The Department of Surgery’s Outcomes Center research team, including Chin Siang Ong, MBBS PhD, Nicholas Obey and Eric B. Schneider, PhD has introduced a groundbreaking framework, SurgeryLLM, designed to enhance surgical decision-making and workflow. Their study, recently published in npj Digital Medicine, explores how integrating Retrieval-Augmented Generation (RAG) with large language models (LLMs) may contribute to surgeon efficiency and patient safety.
SurgeryLLM addresses an important limitation of traditional LLMs, which may be limited in their ability to access appropriate up-to-date medical guidelines, by incorporating current context-specific patient care guidelines using RAG. SurgeryLLM demonstrates the importance and feasibility of integrating current best-practice guidelines to support the development of AI-based tools to optimize surgeon efficiency and effectiveness across multiple aspects of surgical practice.
Key findings from the study include:
- Improved Diagnostic Support: SurgeryLLM demonstrated superior accuracy in identifying abnormal lab results and missing clinical investigations, outperforming standard LLMs.
- Evidence-Based Recommendations: The framework consistently aligned its management suggestions with established guidelines, such as those from the American College of Cardiology and American Heart Association.

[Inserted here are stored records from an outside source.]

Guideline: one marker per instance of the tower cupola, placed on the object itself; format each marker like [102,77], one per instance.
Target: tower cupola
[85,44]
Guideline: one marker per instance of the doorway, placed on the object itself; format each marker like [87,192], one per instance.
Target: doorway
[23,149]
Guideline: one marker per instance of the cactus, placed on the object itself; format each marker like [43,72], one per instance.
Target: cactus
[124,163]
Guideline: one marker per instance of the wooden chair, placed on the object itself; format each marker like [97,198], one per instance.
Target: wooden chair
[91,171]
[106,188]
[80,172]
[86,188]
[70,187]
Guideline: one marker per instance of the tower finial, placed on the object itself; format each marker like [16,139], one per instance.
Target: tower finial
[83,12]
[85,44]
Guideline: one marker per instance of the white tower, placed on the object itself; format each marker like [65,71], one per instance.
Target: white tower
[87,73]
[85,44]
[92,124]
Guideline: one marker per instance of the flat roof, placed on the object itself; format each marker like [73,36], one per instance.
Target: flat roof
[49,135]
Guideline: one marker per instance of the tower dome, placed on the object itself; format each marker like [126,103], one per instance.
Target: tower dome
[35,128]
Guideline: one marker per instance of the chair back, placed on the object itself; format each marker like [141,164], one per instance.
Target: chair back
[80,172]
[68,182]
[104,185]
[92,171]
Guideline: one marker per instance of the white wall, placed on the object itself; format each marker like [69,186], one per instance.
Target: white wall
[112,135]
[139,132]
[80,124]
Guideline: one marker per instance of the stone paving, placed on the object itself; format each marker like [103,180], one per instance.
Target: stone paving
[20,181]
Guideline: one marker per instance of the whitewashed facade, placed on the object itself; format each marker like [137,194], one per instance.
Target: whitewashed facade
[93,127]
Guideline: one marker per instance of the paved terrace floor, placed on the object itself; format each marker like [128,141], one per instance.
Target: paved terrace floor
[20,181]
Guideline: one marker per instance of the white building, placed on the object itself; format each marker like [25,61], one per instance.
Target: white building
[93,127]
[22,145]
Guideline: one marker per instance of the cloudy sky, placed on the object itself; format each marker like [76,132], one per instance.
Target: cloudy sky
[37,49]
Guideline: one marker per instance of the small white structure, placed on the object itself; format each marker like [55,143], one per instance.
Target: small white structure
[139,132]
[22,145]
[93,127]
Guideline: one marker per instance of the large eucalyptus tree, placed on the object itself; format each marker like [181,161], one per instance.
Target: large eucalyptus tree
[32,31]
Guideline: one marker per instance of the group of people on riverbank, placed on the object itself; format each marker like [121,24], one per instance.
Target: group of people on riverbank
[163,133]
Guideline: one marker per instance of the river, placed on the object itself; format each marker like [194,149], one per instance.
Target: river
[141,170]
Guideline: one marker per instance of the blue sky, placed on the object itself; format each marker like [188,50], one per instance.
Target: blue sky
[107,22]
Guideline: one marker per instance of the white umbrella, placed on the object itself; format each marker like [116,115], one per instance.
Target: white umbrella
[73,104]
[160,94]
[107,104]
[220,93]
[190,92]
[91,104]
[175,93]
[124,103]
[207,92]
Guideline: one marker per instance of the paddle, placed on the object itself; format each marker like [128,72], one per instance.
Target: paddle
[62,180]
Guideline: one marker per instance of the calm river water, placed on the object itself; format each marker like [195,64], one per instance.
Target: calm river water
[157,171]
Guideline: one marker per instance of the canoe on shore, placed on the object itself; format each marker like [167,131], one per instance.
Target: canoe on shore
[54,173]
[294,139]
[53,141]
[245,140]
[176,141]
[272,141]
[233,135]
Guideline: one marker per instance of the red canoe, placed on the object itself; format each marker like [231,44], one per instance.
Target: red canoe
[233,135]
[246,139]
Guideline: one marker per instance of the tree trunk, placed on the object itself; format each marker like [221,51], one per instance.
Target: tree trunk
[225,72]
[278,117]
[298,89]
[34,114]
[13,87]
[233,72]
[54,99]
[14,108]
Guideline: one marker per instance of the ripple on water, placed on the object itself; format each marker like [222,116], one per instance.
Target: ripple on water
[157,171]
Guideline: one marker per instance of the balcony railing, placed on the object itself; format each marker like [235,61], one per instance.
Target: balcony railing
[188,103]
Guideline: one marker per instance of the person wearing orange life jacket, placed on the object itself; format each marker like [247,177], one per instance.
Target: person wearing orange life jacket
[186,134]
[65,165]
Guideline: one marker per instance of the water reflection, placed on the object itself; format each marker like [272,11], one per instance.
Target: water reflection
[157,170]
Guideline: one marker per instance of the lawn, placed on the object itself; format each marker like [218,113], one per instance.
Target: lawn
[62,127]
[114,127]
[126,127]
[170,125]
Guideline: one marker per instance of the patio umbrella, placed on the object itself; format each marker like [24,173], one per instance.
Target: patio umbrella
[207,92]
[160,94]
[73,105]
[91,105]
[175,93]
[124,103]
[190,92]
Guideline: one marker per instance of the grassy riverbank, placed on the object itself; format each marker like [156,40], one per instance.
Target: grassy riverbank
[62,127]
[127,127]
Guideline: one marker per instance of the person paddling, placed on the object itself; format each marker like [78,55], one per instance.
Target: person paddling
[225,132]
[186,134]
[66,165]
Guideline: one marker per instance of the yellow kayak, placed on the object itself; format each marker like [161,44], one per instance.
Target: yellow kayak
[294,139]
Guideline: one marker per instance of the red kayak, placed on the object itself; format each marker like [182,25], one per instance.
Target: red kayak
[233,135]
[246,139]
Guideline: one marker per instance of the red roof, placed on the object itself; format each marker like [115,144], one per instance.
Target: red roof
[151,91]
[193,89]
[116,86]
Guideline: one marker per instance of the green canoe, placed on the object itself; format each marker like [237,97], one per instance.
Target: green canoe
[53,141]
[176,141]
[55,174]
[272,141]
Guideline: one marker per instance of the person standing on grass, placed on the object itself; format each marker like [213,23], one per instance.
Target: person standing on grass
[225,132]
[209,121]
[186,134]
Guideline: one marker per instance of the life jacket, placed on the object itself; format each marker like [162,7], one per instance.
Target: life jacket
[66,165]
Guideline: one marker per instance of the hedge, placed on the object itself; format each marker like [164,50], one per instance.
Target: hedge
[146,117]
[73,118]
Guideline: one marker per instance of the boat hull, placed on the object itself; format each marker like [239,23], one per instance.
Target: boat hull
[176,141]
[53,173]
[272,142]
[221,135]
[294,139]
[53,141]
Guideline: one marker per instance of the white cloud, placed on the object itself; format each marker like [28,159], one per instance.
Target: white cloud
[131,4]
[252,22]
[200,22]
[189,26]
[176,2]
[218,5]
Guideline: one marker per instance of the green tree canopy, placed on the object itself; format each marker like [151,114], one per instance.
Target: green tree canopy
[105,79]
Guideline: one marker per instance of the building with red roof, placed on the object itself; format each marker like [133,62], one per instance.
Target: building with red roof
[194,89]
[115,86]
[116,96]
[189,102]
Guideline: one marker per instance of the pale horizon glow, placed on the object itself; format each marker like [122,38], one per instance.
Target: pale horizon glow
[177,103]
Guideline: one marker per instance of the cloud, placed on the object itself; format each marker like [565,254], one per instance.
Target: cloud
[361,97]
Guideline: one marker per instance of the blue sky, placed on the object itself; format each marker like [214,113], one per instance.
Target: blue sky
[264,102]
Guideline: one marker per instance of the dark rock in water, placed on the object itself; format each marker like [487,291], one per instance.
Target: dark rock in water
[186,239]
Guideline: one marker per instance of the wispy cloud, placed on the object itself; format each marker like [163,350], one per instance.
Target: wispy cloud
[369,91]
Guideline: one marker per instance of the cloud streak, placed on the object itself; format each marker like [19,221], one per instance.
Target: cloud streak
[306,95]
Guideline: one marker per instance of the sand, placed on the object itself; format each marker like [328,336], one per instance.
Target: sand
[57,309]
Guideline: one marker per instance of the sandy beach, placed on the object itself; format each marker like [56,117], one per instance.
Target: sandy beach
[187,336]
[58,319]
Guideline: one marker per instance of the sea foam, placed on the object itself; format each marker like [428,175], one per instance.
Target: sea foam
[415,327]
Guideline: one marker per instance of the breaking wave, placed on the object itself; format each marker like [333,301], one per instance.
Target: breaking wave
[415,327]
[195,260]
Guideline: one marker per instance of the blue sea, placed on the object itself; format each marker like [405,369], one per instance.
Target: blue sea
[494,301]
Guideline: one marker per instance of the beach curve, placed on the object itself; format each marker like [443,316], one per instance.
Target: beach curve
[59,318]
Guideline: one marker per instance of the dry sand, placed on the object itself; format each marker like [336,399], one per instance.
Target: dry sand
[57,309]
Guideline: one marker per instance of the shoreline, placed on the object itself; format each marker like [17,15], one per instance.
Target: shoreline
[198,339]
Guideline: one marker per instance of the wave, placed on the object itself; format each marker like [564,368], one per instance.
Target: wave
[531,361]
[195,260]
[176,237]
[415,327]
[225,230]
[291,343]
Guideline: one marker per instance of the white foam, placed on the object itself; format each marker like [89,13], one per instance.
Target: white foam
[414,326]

- Enhanced Documentation:SurgeryLLM successfully generated structured operative notes tailored to simulated patient scenarios, which may pave the way for reducing administrative burdens for surgeons.
This innovation is timely, given the increasing demands on surgical services in the face of workforce shortages. By refining tools like SurgeryLLM, the team envisions a future where AI empowers surgeons to increase efficiency in healthcare delivery while improving patient care and enhancing patient outcomes.